I wrote the code in C++ for Windows using the C driver package written by Stijn Kuipers / "Zephod". The program uses only the 3D depth information to detect where the performer's hands are in space, then sends corresponding MIDI messages for pitch bend, volume and modulation. I use Maple Virtual MIDI Cable to route the messages to Absynth 5.0 software synthesizer by Native Instruments. Rather than sending distinct Note On / Note Off messages, the program sends a single Note On at startup and subsequently sends only Pitch Bend messages based on your hand position. Most software synthesizers don't support fluid multi-octave pitch bend, but Absynth handles this with grace.

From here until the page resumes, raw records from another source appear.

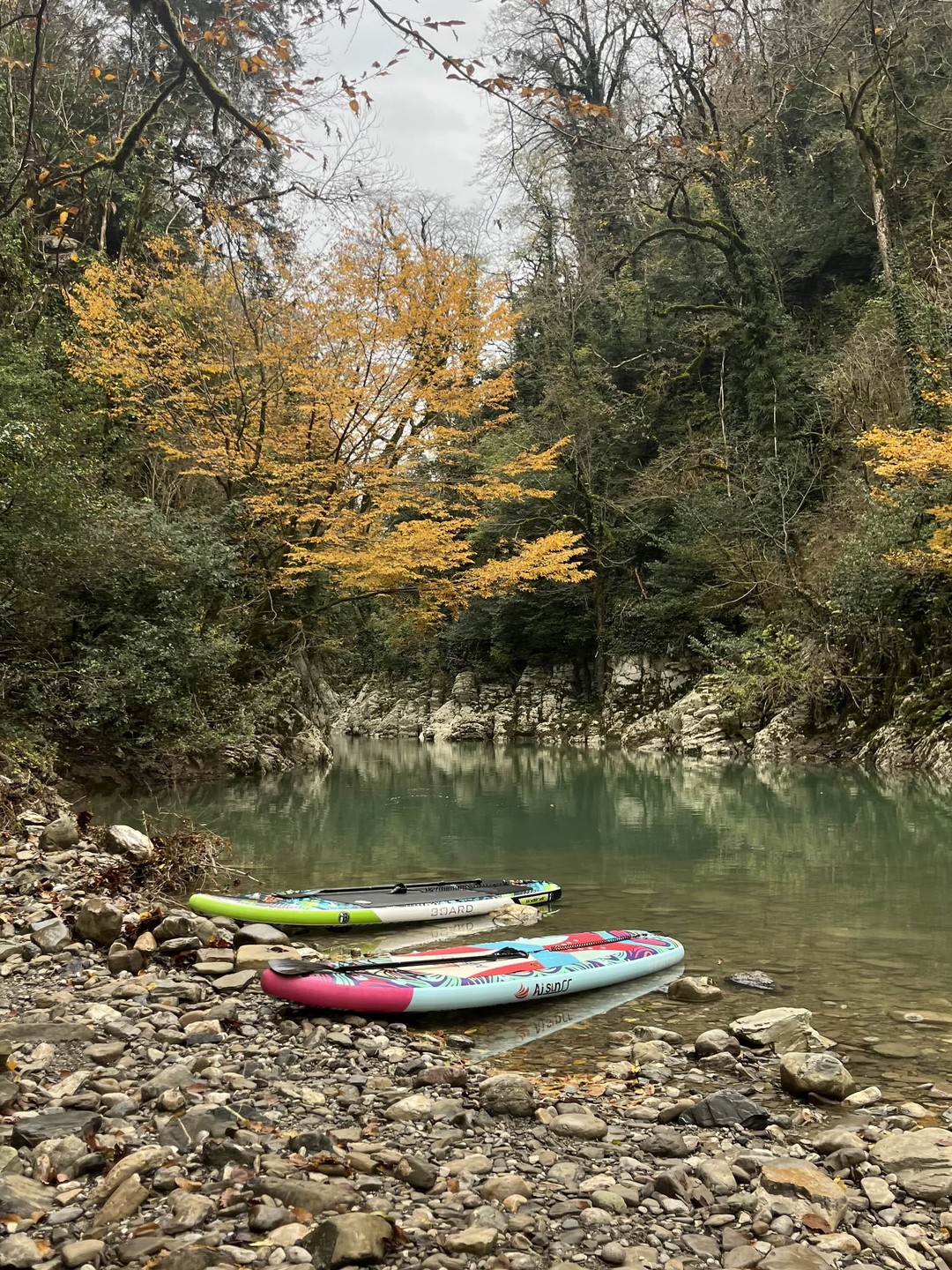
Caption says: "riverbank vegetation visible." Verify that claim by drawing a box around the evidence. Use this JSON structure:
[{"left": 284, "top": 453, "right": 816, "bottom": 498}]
[{"left": 0, "top": 0, "right": 952, "bottom": 766}]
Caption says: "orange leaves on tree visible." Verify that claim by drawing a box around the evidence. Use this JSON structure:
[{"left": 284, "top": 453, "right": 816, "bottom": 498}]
[
  {"left": 69, "top": 221, "right": 586, "bottom": 612},
  {"left": 858, "top": 355, "right": 952, "bottom": 574}
]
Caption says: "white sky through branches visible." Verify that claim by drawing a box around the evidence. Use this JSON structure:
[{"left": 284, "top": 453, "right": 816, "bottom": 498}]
[{"left": 330, "top": 0, "right": 499, "bottom": 205}]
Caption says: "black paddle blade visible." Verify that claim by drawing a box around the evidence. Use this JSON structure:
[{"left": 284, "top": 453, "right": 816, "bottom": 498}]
[{"left": 268, "top": 956, "right": 335, "bottom": 979}]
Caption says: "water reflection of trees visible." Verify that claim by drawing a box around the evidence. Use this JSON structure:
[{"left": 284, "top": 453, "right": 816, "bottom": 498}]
[
  {"left": 99, "top": 738, "right": 952, "bottom": 1074},
  {"left": 97, "top": 738, "right": 952, "bottom": 939}
]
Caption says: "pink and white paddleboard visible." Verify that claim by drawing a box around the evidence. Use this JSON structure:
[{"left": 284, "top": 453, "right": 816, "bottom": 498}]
[{"left": 262, "top": 931, "right": 684, "bottom": 1015}]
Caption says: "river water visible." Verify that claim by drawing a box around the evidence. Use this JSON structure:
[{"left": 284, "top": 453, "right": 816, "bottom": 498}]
[{"left": 98, "top": 738, "right": 952, "bottom": 1094}]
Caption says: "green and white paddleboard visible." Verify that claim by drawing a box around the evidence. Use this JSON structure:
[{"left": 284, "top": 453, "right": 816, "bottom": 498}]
[{"left": 190, "top": 878, "right": 562, "bottom": 926}]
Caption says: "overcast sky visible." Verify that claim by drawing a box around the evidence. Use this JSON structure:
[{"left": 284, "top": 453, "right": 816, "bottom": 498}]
[{"left": 330, "top": 0, "right": 499, "bottom": 205}]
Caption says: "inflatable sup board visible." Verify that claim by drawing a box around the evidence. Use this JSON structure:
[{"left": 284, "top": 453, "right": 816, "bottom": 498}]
[
  {"left": 262, "top": 931, "right": 684, "bottom": 1015},
  {"left": 190, "top": 878, "right": 562, "bottom": 926}
]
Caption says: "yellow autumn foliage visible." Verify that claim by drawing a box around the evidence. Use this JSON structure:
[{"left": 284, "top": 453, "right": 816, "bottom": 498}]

So what's wrong with Kinect?
Don't get me wrong, the Kinect is a great device - it enables applications like this where the user doesn't need to hold anything or don special gloves to control the system. However, unlike the Wii Theremin, there are some limitations to the Kinect hardware that make it more difficult to play musically. First off, the Kinect controller has significant latency (time between the user's action and the delivery of the data). I haven't done any precise measurements but it's probably 200 to 300 milliseconds, which is really tricky for an instrument that depends so heavily on player feedback to target a specific pitch. Even if you can position your hands precisely by muscle memory you need to hit the note a fraction of a second before you want the note to sound, which makes even moderately fast musical passages difficult to play.

Secondly, the Kinect delivers data frames just 30 times per second so when playing a smooth glissando (slide) between two notes -- a common element in Theremin performance -- the gaps between pitches are fairly audible. The Wii Theremin, on the other hand, samples data 100 times per second so glissandos are very smooth.

When can I download and play with it?
Currently I have no idea when or if I'll share the code. I'm investigating product and performance opportunities so I'm not sharing the source at this point, sorry :(

Where have you been since creating the Wii Theremin two years ago?
Working on my other big work in progress.